Мне не по себе, все-таки продолжаю, они меня не собьют с толку, как бы ни старались…
— … думаю, что нам нужно перемещаться не в пространстве, а во времени.
Ага, есть притихли…
— … для этого достаточно вернуться в тот момент, когда бесконечно далекие звезды, вернее то, из чего они состояли, еще были бесконечно близко друг к другу – в первые часы или даже секунды после Большого Взрыва. Разумеется, это потребует достаточно серьезных технологий, начиная от возможностей перемешаться во времени до технологий, способных сохранить космический корабль в бесконечно высокой температуре… А после корабль присоединяется к частицам, из которых миллиарды лет спустя будет составлена та или иная звезда, и вместе с ними переносится в настоящее… Межзвездные сообщения станут возможными…
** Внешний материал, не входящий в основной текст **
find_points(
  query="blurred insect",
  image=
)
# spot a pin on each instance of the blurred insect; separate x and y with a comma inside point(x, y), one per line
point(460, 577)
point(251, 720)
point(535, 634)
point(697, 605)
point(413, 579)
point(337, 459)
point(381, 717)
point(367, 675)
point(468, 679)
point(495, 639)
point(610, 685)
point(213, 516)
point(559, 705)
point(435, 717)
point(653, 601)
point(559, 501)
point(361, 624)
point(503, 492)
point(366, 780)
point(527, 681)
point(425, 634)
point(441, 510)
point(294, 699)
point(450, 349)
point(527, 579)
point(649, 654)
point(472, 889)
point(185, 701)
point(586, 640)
Делаю паузу, лица людей ничего не выражают, о чем они думают, черт их дери…
— … разумеется, это потребует сложнейших расчетов, нужно точно знать, какая частица куда отравится…
Тишина в зале. Отчаянно пытаюсь сообразить, есть в их мире хоть какие-то намеки на подобные технологии или не стоит даже и мечтать…
— Э-э-э… – осторожно спрашиваю, — у вас есть вопросы?
— … пожалуй, что да… – кто-то поднимается с места, не вижу его лица, что за манера в этом мире закрывать лица белыми картонными кругами, — видите ли, в данном случае речь идет о трассе до Квази Квазара…
— Да, и…
— … и дело в том, что все пространство Большого Взрыва уже под завязку занято промежуточными остановками других трасс…
Холодеет спина, такого поворота я не ожидал…
— … так куда же вы предлагаете втиснуть еще один путь?
Смешки, шепоточки в зале, это какой по счету на трибуне, ну-ну…
Понимаю, что отступать нельзя, что мне нужна еще одна абсурдная идея, идеальный абсурд, что…
— … а что если уже остановившийся там корабль будет, так сказать, отодвигаться в депо?
— В какое еще депо?
— Я имею в виду пространство и время по ту сторону Большого Взрыва, так сказать, до Большого Взрыва… если они, конечно же, есть…
Думаю, есть в этом мире пространство по ту сторону начала вселенной или нет.
— Есть-то они, есть…
Ёкает сердце, получилось…
— … только они заняты кораблями с той стороны…
Вздрагиваю.
— … вы же не предлагаете начать войну с той стороной за право владеть пространством и временем по ту сторону Большого Взрыва?
Нет, но…
— … боюсь, это не поможет. Война началась сегодня утром…
Мысленно вычеркиваю еще один мир. Думаю, найдется в этой бесконечных мириадах миров мир, где два мира додумаются пропускать корабли по очереди, или я его так и не найду…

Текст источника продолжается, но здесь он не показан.